Unless you have a signed dues deduction authorization card from each worker that states otherwise, you are obligated to stop dues deductions upon request. As you may know, section 208 of the Civil Service Law (or Taylor Law) was changed effective April 12, 2018 to mandate that dues deduction revocations must occur according to the terms of the signed dues deduction authorization. Prior to April 12, 2018, the General Municipal Law provided that employees could stop dues deductions at any time upon notice to the fiscal or payroll officer.

Any person who signed a dues deduction authorization prior to April 12, 2018 has a right to revoke that authorization at any time. The new language of the Taylor Law does not change that right, unless the dues deduction authorization card contains an express waiver of the statutory right to revoke at any time.

It is highly unlikely that any card signed before April this year contained such an express waiver of an implied contract term. But any doubt could be resolved by you looking at the card used to authorize deductions in the first place, assuming you have a copy on file.

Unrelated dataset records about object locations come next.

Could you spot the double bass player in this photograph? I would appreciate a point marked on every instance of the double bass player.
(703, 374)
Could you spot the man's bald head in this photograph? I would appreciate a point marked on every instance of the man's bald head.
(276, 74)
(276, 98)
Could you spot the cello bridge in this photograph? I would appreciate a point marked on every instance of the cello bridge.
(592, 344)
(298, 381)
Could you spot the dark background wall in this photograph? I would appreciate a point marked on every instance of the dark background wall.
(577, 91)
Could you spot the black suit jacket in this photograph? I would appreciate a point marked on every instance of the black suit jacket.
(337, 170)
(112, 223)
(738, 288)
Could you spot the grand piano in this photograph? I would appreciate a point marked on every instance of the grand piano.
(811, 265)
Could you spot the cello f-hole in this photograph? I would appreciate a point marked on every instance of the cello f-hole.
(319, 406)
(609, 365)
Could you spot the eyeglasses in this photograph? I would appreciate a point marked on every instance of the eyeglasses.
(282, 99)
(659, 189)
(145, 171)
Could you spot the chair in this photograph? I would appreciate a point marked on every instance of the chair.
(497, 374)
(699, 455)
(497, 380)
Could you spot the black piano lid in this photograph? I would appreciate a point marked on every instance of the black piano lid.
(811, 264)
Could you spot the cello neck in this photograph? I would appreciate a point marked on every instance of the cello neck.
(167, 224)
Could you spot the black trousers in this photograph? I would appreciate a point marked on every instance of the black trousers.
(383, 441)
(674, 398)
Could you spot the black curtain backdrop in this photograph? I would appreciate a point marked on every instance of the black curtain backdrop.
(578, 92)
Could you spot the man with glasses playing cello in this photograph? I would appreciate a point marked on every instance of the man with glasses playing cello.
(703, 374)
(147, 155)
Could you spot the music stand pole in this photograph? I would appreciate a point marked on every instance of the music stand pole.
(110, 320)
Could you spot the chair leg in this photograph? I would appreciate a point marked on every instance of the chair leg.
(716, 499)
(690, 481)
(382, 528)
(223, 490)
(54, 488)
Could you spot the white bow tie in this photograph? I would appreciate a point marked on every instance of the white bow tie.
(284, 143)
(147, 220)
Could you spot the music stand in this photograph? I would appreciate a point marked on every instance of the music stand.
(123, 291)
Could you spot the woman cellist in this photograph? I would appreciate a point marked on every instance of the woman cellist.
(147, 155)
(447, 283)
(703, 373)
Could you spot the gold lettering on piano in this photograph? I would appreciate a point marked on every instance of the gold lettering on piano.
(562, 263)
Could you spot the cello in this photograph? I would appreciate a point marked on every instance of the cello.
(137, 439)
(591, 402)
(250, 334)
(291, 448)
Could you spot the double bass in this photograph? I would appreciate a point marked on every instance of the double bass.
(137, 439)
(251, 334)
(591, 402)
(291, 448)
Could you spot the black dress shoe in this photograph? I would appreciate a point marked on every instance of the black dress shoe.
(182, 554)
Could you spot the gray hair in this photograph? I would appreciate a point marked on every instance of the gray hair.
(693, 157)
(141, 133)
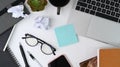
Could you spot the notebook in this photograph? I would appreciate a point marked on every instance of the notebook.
(7, 59)
(109, 57)
(6, 19)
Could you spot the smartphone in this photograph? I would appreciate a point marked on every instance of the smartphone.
(61, 61)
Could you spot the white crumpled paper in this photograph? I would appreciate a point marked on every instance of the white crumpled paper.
(42, 23)
(17, 11)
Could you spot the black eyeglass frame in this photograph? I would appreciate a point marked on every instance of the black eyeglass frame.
(41, 42)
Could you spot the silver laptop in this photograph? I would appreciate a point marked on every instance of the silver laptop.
(97, 19)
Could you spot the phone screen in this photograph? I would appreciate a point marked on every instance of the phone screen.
(61, 61)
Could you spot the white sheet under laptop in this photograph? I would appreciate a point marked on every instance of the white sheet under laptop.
(95, 27)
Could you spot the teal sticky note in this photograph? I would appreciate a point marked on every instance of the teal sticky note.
(66, 35)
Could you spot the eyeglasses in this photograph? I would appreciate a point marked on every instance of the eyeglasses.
(45, 47)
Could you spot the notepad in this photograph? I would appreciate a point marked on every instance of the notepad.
(109, 57)
(66, 35)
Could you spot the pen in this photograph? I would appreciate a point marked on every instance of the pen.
(34, 59)
(23, 55)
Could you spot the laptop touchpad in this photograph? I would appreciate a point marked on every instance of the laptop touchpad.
(104, 30)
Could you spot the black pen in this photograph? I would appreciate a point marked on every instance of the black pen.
(23, 55)
(34, 59)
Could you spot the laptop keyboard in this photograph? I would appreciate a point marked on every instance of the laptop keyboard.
(108, 9)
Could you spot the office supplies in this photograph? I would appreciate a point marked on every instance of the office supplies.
(97, 19)
(24, 56)
(92, 62)
(61, 61)
(42, 22)
(6, 25)
(66, 35)
(32, 41)
(3, 38)
(17, 11)
(59, 4)
(34, 59)
(37, 5)
(7, 59)
(109, 57)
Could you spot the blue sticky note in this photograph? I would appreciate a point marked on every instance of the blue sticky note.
(66, 35)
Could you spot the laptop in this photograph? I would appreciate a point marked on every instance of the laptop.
(97, 19)
(7, 21)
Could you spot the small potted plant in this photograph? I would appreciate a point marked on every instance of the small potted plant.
(37, 5)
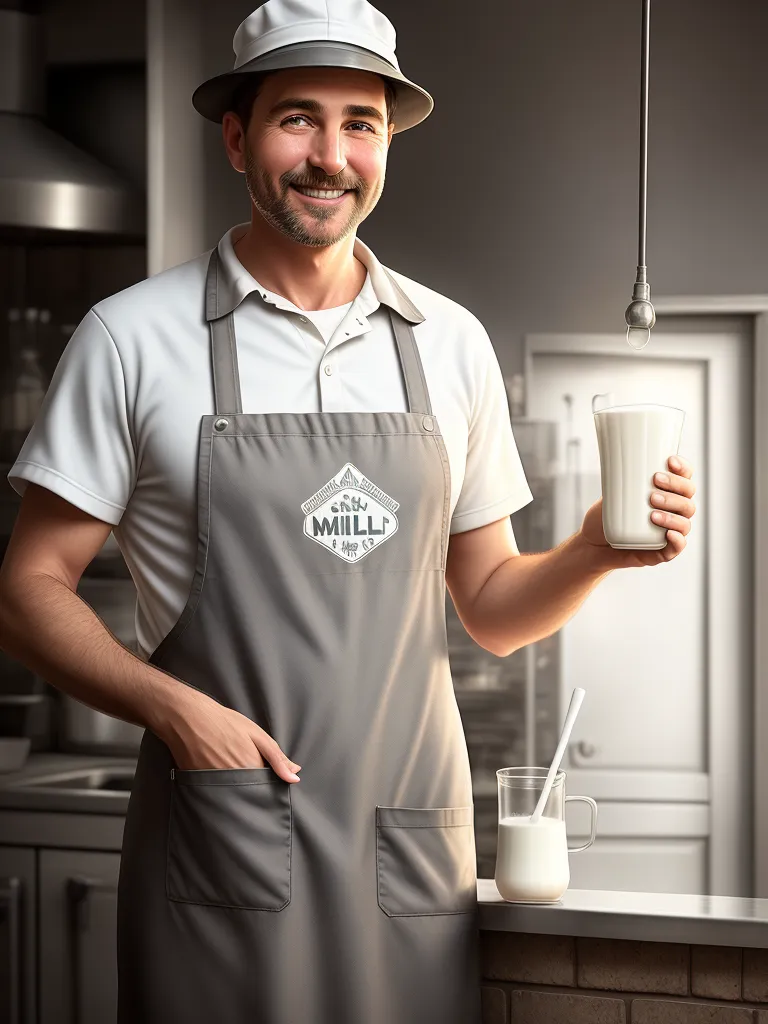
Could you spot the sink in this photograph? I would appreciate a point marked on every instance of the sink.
(109, 779)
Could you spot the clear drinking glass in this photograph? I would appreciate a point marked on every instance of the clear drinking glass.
(531, 861)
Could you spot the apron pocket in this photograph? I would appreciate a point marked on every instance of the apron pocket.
(229, 839)
(425, 860)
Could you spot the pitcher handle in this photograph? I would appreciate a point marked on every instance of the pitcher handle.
(593, 807)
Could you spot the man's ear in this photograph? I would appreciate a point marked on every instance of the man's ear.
(233, 138)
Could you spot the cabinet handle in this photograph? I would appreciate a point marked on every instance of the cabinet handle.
(10, 899)
(79, 890)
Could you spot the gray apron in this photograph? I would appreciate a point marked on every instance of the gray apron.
(317, 610)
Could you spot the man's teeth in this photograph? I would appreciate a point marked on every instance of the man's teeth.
(318, 194)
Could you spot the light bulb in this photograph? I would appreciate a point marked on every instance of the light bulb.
(638, 337)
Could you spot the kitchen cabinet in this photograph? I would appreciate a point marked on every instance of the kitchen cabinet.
(57, 936)
(17, 914)
(78, 921)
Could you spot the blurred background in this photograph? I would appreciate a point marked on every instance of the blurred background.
(517, 198)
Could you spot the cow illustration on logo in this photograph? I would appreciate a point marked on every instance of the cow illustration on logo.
(349, 515)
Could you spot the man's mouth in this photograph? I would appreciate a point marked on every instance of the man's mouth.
(322, 194)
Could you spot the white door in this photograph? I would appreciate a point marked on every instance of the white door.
(638, 643)
(663, 651)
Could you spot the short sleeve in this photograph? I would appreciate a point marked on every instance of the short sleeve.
(80, 445)
(495, 483)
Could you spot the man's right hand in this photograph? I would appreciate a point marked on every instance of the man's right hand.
(202, 733)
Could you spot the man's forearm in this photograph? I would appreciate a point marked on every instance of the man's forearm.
(52, 631)
(531, 596)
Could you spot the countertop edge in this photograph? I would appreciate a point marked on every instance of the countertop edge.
(650, 923)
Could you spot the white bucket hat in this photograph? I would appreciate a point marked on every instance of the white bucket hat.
(314, 34)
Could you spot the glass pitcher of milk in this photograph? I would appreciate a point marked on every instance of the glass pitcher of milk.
(531, 860)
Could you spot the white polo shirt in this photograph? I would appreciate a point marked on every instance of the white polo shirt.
(118, 432)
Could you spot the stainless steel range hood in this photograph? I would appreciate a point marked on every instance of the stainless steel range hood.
(46, 183)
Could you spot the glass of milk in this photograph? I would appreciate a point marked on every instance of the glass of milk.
(531, 860)
(635, 442)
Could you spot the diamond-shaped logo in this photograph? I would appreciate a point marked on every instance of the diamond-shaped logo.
(349, 515)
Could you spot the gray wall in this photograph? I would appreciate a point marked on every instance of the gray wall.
(518, 196)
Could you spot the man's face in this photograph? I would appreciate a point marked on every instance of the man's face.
(322, 129)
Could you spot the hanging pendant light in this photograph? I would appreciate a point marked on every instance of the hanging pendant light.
(640, 314)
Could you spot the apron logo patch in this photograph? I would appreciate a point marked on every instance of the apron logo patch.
(349, 515)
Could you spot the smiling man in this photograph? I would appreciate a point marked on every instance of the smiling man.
(297, 449)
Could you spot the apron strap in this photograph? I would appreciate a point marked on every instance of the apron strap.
(224, 354)
(223, 347)
(413, 371)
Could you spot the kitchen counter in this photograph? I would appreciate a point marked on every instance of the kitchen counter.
(53, 799)
(722, 921)
(719, 921)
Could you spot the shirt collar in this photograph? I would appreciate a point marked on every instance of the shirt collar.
(235, 283)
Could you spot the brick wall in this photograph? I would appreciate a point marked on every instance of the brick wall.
(552, 979)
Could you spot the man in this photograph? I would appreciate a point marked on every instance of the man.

If you do not possess a copy of the dues deduction authorization, you must stop deductions immediately. Under the Taylor Law and section 93-B of the General Municipal Law, you must have written authorization from employees on file before deducting any dues.

Further, contrary to what the state Department of Labor and the Governor recently suggested, lists of names provided by the unions do not meet the requirements under New York state law or the evidentiary requirement established by the Supreme Court for waiving First Amendment rights.

As the Supreme Court stated in Janus, evidence of consent to dues deductions must be clear and compelling.